United States Code

USC most recently checked for updates: Sep 28, 2020

§ 2000e–16c.
Coverage of previously exempt State employees
The rights, protections, and remedies provided pursuant to section 2000e–16b of this title shall apply with respect to employment of any individual chosen or appointed, by a person elected to public office in any State or political subdivision of any State by the qualified voters thereof—
to be a member of the elected official’s personal staff;
to serve the elected official on the policymaking level; or
to serve the elected official as an immediate advisor with respect to the exercise of the constitutional or legal powers of the office.
Enforcement by administrative action
In general

Any individual referred to in subsection (a) may file a complaint alleging a violation, not later than 180 days after the occurrence of the alleged violation, with the Equal Employment Opportunity Commission, which, in accordance with the principles and procedures set forth in sections 554 through 557 of title 5, shall determine whether a violation has occurred and shall set forth its determination in a final order. If the Equal Employment Opportunity Commission determines that a violation has occurred, the final order shall also provide for appropriate relief.

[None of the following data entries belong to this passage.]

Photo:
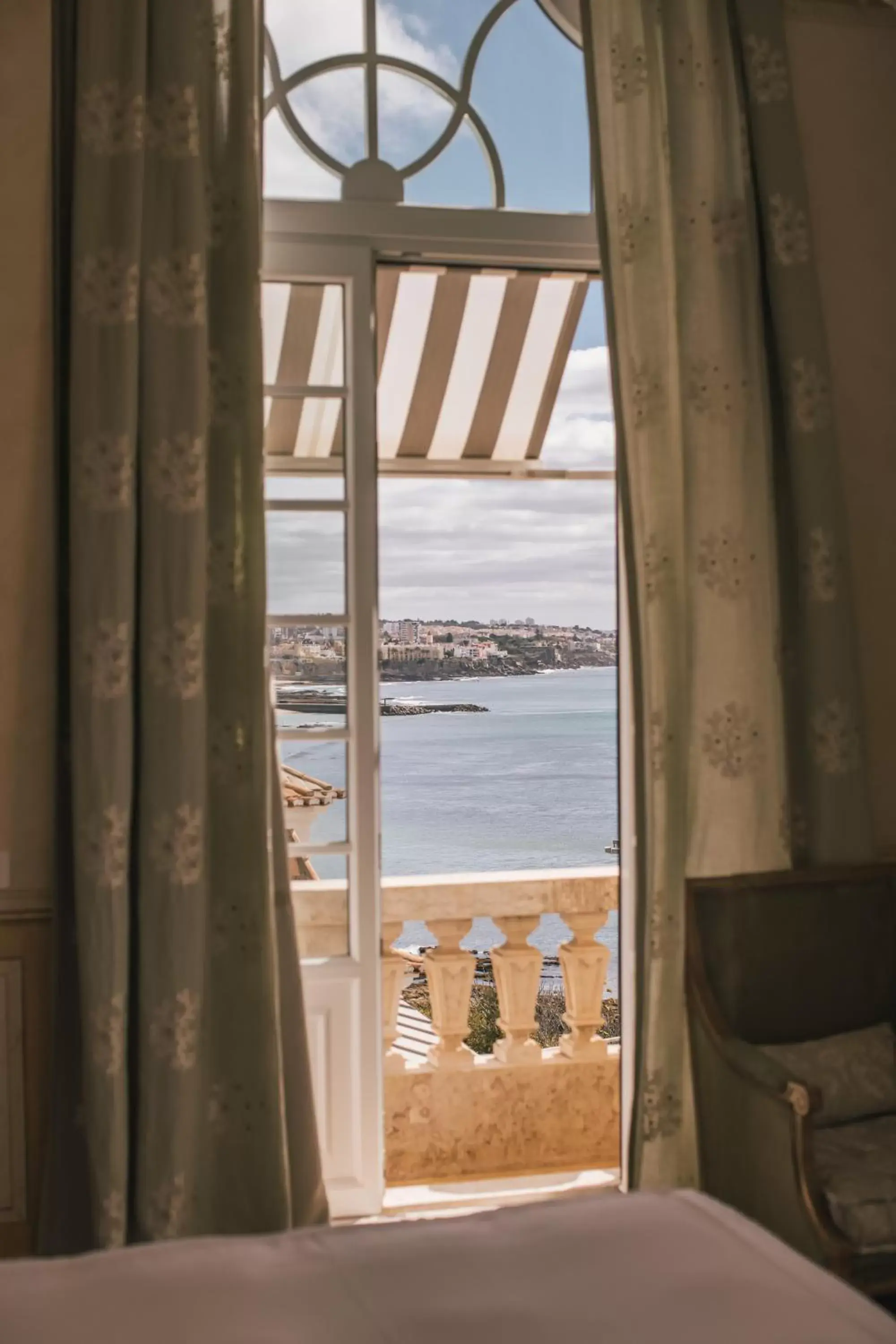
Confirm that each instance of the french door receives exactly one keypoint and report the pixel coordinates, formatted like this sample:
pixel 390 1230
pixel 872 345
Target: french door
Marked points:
pixel 323 592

Referral to State and local authorities

Section 2000e–5(d) of this title shall apply with respect to any proceeding under this section.


For purposes of the application described in subparagraph (A), the term “any charge filed by a member of the Commission alleging an unlawful employment practice” means a complaint filed under this section.

Judicial review

Any party aggrieved by a final order under subsection (b) may obtain a review of such order under chapter 158 of title 28. For the purpose of this review, the Equal Employment Opportunity Commission shall be an “agency” as that term is used in chapter 158 of title 28.

Standard of review
To the extent necessary to decision and when presented, the reviewing court shall decide all relevant questions of law and interpret constitutional and statutory provisions. The court shall set aside a final order under subsection (b) if it is determined that the order was—
arbitrary, capricious, an abuse of discretion, or otherwise not consistent with law;
not made consistent with required procedures; or
unsupported by substantial evidence.
In making the foregoing determinations, the court shall review the whole record or those parts of it cited by a party, and due account shall be taken of the rule of prejudicial error.
Attorney’s fees

If the individual referred to in subsection (a) is the prevailing party in a proceeding under this subsection,1

 So in original.
attorney’s fees may be allowed by the court in accordance with the standards prescribed under section 2000e–5(k) of this title.

(Pub. L. 102–166, title III, § 304, formerly § 321, Nov. 21, 1991, 105 Stat. 1097; renumbered § 304 and amended Pub. L. 104–1, title V, § 504(a)(3), (4), Jan. 23, 1995, 109 Stat. 41.)